Pull Ties offer a simple solution to a common problem
By Ben Coxworth
February 18, 2011
Scientists may be working on things like increasing the efficiency of solar cells, finding new methods of filtering water and growing hardier strains of wheat, but they have been woefully neglecting one important task for decades ... creating a better way of closing plastic bags. Currently, options include twist ties, spring-loaded clips, plastic tabs and zip-lock bags. The first three of those aren’t particularly sturdy, while it’s often difficult to get zip-locks to seal properly. Perhaps, however, all of us frustrated plastic-baggers might have better luck with the recently-released Pull Ties.
As with many inventors, Pull Ties creator Brian Fried came up with the idea through his own personal experience. “It was late one night and I opened the fridge and pulled out the bag of bagels that were wide open and stale,” he recalled. “Then I went to grab a piece of bread from the loaf and I was twisting and turning the twist tie and got annoyed. I went up to my bedroom and found one of those drawer locks for babies and thought if I could make that out of a flexible material ... I took the idea of the button release from the drawstring on a pair of sweatpants and figured it could be the part that slides up and down the track. Made a drawing of what I wanted, spoke to my product designer to make up a 2D drawing and discussed with my factory how the slider would stop and stay in place on track without sliding. And it worked.”
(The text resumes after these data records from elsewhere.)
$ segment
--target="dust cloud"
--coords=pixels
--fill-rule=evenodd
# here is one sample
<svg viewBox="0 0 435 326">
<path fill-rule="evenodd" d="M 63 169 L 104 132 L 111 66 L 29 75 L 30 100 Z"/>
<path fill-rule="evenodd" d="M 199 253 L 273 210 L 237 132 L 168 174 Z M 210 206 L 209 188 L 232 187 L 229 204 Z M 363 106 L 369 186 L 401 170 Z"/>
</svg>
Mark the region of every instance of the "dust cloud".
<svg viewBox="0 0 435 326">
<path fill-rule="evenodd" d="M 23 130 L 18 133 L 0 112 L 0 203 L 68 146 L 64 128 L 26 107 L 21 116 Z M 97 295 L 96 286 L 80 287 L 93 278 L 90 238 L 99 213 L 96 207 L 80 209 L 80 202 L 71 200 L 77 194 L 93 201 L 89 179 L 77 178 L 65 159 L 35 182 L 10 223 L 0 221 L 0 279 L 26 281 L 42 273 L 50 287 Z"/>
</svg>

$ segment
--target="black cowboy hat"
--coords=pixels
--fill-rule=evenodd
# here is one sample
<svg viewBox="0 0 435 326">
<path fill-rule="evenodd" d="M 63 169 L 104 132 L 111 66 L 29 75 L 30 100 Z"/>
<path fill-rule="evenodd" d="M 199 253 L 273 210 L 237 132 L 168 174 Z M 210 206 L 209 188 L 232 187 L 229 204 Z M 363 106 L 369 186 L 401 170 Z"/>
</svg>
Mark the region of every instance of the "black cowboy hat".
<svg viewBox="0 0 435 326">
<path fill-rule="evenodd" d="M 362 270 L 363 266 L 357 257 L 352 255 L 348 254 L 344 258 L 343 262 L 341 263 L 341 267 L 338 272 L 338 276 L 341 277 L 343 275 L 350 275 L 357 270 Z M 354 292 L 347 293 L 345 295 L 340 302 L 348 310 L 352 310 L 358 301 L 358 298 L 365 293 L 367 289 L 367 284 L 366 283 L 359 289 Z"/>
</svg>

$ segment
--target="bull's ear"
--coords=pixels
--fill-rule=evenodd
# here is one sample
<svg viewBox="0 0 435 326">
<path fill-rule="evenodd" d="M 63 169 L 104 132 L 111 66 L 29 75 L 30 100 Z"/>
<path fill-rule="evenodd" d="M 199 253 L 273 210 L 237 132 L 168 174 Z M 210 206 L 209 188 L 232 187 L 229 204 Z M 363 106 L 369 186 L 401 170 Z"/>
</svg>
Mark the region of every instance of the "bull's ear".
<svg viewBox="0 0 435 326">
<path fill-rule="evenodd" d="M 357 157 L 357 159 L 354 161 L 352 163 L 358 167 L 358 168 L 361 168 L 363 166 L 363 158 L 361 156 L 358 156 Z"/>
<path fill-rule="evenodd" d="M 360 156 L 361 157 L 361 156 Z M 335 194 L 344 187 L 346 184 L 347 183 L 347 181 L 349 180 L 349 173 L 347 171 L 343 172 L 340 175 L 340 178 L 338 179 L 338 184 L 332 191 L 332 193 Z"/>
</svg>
Each Pull Tie is essentially a long narrow semi-rigid plastic loop, with both sides running through the described sweat pants-style slider. Users pull the top of a plastic bag through that loop, move the slider down until it cinches up tight against the bag, then lock it in place by releasing its button. Each tie also has a ring at the top, both for holding onto it while tightening, and for carrying the bag once it’s on – they are said to be able to carry up to 15 pounds (6.8 kg) without slipping off.
Pull Ties are dishwasher- and freezer-safe, and available through the company website. They cost US$13 for a package of ten.